It’s 6 a.m. on a Saturday morning, and the city of Houston sleeps, recovering from a night of madness that saw Baylor University and Duke University power their way to the Elite 8 of the NCAA men's basketball tournament. But if you take a short drive up I-45, you’ll come to a scene that is not uncommon in this part of the state. More than 100 men, women, and children are gathered, drums in hand, ready to make the five-hour trek to support the team they love, the Houston Dynamo.
Last weekend marked the beginning of the fifth year of Dynamo soccer, as well as some of the strongest support groups in any sport: the Texian Army and El Batallón. The Texian Army sponsored a major bus outing to Opening Day last weekend, so I decided to tag along. Founded in 2006, the Texian Army is a regular attendee at any Dynamo game, home or away.
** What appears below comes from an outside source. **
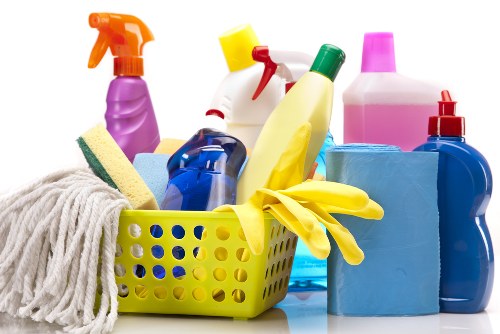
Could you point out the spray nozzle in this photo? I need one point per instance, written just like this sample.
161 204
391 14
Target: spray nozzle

They come in all ages, shapes, and sizes, but the one thing they have in common is the love for their soccer team.
“It’s like a brotherhood,” said Sam Cook, a member of the TA since 2007. Although Cook lives in Dover, N.H., he flew to Houston this past weekend to partake in the five-hour bus ride to Frisco for the game against FC Dallas. Cook attends on average 12 games per year, including at least three in Houston. “We are all people with similar interests who come together to support our team.”
This past weekend, the Texian Army brought two buses filled with supporters to Frisco. Only minutes after they arrived, the crowd made its presence felt. With drums pounding and flags waving, the supporters began their chants that echoed down I-45. At every pass, throw, or whistle, the Texian Army made its voices heard, at times drowning out the supporters of the home team.
Jeff Moreno, a member since 2007, recalls the first time he encountered the Texian Army when he attended a watch party for one of Houston’s games against Mexican club Pachuca.
“I was taken aback by the passion and excitement the fans had for the Dynamo,” Moreno said. “It’s such a beautiful feeling, celebrating the great game of soccer with such passionate fans.”
Moreno attends every home Dynamo game and as many road games as possible.
“We try to help the team any way we can, and no matter what happens out there, we will continue to show our support for the Dynamo,” he added.
Chris Smink, a current board member of the Texian Army, admits that he was not born a soccer fan, but one game changed all that.
“One day I was walking to the library, and I saw a group of people dressed in orange heading toward Robertson Stadium,” he said. “So I followed them to the stadium and watched Brian Ching score four goals in a 5-2 win against the Colorado Rapids. I was immediately hooked.”
Smink said that being a member of the TA is more than just a hobby for him, it’s a lifestyle.
“I wake up every morning wondering about how we, as an organization, can help the Dynamo,” he said. “We’ve got drums, flags, and voices, and regardless of the outcome of the game, those things will not go away.”
According to Smink, there are roughly 150 members of the Texian Army that stretch from coast to coast.
“No matter where the Dynamo are playing, there are members of TA there to support,” he added.
Although Saturday's game ended in a draw for the Dynamo, the Texian Army did not despair. They just packed up their drums, put away their flags, and began preparations for the next game.
“Our heart is with the Dynamo,” said Smink. “Wherever they go, we go.”
And you can be sure if the Dynamo are playing at BMO Field on November 21, the Texian Army will be there, flags in hand, ready to support them.